Pero lo que los cubanos no querían —y al parecer ni quieren saber— es que aunque ellos no pagaran sacándose el billete del bolsillo, ellos pagaban con salarios deprimidos, el subconsumo generalizado refrendado legalmente como la “cuota”, una baja calidad de los servicios y otros problemillas concomitantes, ello sin considerar el mantenimiento de una burocracia parasitaria inoperante, como cualquier otra, una capa de funcionarios políticos y administrativos que no tienen que rendirle cuentas a los que en realidad pagan y esto obviando las perdidas en otros valores no materiales, pero que son importantes.

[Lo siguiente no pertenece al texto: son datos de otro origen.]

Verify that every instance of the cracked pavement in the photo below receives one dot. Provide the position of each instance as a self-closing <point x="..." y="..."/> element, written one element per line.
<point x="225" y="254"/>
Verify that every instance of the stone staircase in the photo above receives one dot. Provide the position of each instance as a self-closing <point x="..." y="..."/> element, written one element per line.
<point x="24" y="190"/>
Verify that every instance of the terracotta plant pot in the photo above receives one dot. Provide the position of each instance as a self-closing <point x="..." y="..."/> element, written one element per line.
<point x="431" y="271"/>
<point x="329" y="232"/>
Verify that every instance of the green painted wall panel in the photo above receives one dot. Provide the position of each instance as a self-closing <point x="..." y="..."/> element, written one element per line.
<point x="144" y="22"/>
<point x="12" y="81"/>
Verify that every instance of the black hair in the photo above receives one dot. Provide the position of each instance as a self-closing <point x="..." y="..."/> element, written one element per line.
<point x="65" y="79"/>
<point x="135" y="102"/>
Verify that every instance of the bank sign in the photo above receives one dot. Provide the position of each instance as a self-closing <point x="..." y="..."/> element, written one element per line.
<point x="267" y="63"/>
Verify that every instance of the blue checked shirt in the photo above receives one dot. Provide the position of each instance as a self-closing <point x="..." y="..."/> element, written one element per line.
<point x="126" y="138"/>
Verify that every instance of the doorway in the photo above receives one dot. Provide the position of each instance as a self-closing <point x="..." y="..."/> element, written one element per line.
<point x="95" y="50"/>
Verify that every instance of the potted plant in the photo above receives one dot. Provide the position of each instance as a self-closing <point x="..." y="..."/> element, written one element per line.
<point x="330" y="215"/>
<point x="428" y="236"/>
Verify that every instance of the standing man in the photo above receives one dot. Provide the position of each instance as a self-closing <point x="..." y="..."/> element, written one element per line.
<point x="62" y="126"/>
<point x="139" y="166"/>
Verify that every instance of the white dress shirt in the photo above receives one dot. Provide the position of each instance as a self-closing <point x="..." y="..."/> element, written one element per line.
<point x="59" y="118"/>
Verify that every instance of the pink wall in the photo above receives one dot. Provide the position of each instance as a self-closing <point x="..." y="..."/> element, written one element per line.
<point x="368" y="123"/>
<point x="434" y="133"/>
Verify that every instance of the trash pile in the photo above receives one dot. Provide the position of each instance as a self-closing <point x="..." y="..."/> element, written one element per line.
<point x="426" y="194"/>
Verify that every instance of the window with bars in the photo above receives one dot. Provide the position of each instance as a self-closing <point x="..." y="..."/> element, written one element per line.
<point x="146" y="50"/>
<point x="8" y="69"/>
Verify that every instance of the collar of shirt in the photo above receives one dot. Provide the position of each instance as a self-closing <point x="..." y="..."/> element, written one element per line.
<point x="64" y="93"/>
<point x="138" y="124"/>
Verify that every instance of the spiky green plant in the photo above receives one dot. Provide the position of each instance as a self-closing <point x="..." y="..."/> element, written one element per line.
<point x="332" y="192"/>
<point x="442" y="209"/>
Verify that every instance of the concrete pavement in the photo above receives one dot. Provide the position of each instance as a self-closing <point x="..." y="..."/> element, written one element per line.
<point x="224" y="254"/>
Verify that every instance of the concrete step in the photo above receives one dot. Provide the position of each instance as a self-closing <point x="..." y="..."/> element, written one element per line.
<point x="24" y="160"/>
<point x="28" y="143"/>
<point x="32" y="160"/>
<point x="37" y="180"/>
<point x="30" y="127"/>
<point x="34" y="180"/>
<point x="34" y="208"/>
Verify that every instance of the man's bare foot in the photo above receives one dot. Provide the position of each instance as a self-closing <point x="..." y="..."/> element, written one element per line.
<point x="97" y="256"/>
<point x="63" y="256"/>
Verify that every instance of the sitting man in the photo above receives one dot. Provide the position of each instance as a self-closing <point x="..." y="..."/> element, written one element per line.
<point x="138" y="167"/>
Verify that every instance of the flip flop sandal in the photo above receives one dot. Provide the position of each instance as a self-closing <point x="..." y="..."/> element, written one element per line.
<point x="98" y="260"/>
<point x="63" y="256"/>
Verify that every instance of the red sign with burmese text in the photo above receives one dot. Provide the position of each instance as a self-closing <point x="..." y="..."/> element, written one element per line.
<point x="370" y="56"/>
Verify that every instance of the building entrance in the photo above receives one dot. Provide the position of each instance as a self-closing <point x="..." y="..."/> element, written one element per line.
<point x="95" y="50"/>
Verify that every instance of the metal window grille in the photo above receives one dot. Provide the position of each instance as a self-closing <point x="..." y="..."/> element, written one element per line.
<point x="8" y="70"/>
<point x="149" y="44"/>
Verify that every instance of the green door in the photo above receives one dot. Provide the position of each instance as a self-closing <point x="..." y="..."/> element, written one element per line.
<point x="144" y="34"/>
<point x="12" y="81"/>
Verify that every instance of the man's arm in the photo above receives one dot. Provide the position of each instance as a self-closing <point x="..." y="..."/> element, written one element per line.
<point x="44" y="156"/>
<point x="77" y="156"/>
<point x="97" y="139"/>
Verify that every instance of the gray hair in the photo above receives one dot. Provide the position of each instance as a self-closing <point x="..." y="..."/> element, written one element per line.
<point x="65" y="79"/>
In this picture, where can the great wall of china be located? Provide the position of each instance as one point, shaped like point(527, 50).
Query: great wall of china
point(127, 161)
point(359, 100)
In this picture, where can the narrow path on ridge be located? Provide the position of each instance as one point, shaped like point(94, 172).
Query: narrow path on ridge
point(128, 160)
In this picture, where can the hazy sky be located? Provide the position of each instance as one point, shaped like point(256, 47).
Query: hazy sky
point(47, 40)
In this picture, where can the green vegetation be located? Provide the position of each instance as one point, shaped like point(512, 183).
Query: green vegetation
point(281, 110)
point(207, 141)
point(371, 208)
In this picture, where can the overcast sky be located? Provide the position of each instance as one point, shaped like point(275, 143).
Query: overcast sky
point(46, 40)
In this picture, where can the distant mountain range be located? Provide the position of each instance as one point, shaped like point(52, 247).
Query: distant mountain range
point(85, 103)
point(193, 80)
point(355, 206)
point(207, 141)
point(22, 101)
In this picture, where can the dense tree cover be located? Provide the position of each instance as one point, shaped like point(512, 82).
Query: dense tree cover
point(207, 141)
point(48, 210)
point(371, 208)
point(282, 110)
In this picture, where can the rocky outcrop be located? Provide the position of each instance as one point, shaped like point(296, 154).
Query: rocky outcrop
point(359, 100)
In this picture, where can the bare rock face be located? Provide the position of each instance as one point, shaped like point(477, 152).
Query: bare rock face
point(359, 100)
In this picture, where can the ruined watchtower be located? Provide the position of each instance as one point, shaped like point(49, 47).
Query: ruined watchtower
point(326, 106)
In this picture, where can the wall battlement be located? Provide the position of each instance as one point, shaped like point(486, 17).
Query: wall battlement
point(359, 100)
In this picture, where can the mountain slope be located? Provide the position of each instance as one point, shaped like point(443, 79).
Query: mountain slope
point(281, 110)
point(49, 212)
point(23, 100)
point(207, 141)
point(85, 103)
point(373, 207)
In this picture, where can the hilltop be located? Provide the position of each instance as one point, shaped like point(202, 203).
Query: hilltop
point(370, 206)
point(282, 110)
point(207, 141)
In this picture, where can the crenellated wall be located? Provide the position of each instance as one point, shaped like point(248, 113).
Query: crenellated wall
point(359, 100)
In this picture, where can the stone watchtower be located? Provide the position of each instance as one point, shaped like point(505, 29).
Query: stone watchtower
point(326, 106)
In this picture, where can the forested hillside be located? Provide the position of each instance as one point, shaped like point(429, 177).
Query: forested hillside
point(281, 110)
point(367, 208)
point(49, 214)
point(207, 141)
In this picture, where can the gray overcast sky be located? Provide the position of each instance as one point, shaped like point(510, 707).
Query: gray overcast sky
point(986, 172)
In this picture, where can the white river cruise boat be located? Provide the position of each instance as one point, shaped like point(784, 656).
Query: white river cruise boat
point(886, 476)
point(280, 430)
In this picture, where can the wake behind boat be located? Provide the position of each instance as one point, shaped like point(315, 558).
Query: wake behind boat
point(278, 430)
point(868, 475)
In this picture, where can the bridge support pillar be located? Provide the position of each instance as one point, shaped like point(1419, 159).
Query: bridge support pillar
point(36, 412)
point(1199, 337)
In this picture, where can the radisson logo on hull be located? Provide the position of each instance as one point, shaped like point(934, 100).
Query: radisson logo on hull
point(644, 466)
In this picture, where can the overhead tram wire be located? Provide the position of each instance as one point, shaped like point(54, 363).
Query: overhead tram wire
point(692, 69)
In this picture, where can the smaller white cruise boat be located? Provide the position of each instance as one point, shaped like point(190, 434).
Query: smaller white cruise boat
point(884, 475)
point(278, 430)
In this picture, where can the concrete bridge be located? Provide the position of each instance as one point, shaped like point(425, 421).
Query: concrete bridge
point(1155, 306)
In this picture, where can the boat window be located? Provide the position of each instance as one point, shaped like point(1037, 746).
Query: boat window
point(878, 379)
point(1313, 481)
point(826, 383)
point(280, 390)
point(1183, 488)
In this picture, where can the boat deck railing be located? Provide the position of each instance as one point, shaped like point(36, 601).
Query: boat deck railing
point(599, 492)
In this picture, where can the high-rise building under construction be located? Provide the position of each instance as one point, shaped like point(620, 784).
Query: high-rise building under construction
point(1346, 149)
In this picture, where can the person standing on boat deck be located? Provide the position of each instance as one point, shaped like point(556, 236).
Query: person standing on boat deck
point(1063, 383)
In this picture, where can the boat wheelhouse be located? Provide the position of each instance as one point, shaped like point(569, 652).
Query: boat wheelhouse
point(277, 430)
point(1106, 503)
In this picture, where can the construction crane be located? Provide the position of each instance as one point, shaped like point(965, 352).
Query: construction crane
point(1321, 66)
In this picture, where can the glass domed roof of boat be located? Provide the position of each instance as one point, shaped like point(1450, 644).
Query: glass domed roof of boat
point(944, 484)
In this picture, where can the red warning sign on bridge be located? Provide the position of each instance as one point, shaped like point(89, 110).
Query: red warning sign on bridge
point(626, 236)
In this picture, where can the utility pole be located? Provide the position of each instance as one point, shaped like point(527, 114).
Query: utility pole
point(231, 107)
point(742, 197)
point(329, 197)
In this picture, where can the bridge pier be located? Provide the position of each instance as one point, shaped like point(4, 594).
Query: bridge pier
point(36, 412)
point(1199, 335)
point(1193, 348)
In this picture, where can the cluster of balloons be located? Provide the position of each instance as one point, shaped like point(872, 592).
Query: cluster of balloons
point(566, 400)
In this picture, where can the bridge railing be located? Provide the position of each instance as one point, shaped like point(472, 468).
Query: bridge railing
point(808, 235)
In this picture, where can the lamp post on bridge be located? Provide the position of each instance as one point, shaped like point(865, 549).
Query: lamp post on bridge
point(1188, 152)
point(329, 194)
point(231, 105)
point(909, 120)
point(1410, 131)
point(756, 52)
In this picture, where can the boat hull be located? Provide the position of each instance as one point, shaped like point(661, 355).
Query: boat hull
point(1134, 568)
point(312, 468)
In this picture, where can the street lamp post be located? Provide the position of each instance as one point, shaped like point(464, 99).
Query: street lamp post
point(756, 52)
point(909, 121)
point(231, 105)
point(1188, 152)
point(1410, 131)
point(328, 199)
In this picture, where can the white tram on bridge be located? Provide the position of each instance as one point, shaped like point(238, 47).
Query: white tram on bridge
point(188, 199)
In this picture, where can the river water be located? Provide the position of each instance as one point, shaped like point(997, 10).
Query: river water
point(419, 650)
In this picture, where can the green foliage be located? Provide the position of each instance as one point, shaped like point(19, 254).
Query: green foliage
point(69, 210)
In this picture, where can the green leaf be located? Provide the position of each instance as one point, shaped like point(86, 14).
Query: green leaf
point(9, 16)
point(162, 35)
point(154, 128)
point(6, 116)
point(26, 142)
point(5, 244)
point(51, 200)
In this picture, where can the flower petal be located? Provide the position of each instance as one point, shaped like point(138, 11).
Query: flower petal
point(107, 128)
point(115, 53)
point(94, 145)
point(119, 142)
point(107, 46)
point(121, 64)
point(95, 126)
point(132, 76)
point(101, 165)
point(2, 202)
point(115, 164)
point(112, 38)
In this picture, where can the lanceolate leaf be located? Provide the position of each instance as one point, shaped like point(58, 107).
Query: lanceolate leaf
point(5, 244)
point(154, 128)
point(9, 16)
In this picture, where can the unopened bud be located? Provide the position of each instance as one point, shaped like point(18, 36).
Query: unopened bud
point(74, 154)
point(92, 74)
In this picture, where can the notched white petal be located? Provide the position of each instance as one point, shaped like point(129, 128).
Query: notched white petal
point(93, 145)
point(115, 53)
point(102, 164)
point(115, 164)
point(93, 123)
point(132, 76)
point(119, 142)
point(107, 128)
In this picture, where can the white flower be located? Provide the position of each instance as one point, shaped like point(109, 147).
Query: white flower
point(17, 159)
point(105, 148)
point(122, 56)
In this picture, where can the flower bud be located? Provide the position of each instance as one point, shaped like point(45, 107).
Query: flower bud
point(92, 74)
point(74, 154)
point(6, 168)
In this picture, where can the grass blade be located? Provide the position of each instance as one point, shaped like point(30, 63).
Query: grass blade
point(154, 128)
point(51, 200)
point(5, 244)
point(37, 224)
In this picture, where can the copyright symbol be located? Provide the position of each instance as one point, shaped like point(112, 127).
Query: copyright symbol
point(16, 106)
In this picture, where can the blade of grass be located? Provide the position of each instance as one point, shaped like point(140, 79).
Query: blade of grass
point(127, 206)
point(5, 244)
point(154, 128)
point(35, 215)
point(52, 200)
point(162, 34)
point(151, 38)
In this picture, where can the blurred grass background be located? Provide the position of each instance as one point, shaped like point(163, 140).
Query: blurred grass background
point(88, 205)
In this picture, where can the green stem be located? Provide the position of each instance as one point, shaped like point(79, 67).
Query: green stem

También existen costos sociales, como el hacinamiento por falta de viviendas y su secuela de problemas; la estratificación de la sociedad de forma artificial en capas que nada tiene que ver con la real contribución a la economía y la distribución de los bienes, con sus resultados, por ejemplo, de profesionales altamente calificados que buscan un acomodamiento en otro campo de actividad más lucrativo, en ocasiones más o menos ilegal, generando frustraciones y desesperanzas.

Y, lo que para mí es más grave, un profundo cambio en la psicología de todo un pueblo ahora habituado a abrir la boca y esperar que el maná le caiga del cielo, o lo que quizás es peor se han habituado a conseguir la pitanza diaria por medios considerados fraudulentos e ilegales en cualquier sociedad medianamente organizada.

Por cierto que eran, y son, bien caras esas gratuidades. Como son caros los jean de marca y otros bienes que piden a sus familiares sin saber, ni quieren saber, cuánto cuestan. ¿Qué consecuencias tiene esto? Muy serias: cuando el cubano típico se enfrenta a la realidad de un mundo en que sí se cumple abiertamente con el principio de que no hay almuerzo gratis. De pronto los intríngulis de la economía real quedan al descubierto y ese descubrimiento no resulta nada agradable, es traumático, y para muchos se convierte en unas vacaciones en alguna prisión en pago a sus malos hábitos sociales.

Pero nunca tan traumático como el llegar a comprender que ni somos el pueblo elegido, ni hay tal tierra prometida.

[1] Se encuentran referencias en midrashes judíos que el maná tenían el sabor y la apariencia de aquello que uno más deseaba, lo cual indudablemente era una gran cosa si consideramos estar 40 años comiendo lo mismo. ¡Qué maravilla para un matrimonio!

[2] Lo cual es una simplificación del acrónimo TINSTAAFL el cual es a su vez significa y es usado en lugar de There Is No Such Thing As A Free Lunch.